Yet another Simpsons Movie post.
Fox, we're informed, was expecting a $45 million gross on opening weekend (and yes, this could be retroactive spin. But there's probably a kernel of truth to it.) To their delighted surprise, the flick raked in $74 million, and lo and behold, Fox-News Corp has another tent pole on their hands.
But why is this? Is the writing a big cut above the teevee version? The story? I think, probably, it is. To a degree. But here's a film critic who gets a major reason:
The answer lies in the animation. Unlike the TV show, the characters have shadows and the color scheme is larger – which makes it a truly different visual experience. As a cartoon, The Simpsons’ animation has always been very crude. “It’s deliberately imperfect,” said creator Matt Groening, and “a tribute to the art of hand-drawn animation, which is basically disappearing.”
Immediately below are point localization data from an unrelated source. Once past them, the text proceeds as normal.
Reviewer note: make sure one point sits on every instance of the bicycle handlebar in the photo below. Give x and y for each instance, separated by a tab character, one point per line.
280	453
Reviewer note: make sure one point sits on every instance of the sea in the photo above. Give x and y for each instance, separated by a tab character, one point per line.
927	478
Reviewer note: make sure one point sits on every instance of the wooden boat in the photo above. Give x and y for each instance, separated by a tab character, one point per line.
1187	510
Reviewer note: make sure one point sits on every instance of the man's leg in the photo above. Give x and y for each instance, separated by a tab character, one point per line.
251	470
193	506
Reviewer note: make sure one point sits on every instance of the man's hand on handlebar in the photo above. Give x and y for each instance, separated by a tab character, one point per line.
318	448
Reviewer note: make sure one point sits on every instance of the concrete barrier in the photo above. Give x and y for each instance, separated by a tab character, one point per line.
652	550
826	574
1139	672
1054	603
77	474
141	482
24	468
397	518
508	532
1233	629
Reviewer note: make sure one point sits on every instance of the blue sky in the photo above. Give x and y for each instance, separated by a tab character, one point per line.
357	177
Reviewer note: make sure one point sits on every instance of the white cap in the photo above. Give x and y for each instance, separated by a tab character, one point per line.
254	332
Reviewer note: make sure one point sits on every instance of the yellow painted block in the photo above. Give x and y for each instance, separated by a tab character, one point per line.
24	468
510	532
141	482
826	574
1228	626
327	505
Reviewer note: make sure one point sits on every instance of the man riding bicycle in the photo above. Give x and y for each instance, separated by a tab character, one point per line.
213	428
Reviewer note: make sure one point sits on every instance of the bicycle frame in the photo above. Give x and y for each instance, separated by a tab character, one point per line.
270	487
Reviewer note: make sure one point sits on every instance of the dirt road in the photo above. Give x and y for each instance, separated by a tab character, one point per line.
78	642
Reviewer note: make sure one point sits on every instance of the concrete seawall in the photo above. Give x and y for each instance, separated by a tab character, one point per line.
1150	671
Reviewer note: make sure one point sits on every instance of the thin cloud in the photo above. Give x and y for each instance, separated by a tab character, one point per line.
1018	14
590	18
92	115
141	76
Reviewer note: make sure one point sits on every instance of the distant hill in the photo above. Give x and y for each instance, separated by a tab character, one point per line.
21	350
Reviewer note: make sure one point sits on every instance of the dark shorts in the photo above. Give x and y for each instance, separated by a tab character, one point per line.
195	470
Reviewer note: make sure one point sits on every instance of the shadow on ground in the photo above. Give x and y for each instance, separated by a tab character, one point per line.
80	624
While the film producers kept the animation similar to the show, there was a subtle upgrade in its quality that gave it a far more professional feel. I was very lucky to watch the film in a large multiplex theatre, and got a seat in the very back row. While I didn’t feel that the storyline was all that special, the animation quality was really what kept my interest captivated for 90 minutes.
So I'm guessing that Fox this morning is clapping itself on the back about keeping the "money animation" for the picture here in town. That they're aware that "quality paid off."
Which is why the next Simpsons feature (and there will be a next, bank on it), will be done in the same manner as the one that is now burning up the box office.
And there's the other bit of conventional wisdom that has been upended by The Simpsons Movie: "Nobody wants to look at hand-drawn animation anymore."
The new meme should be: "Nobody wants to look at hand-drawn animation anymore. Except when they do."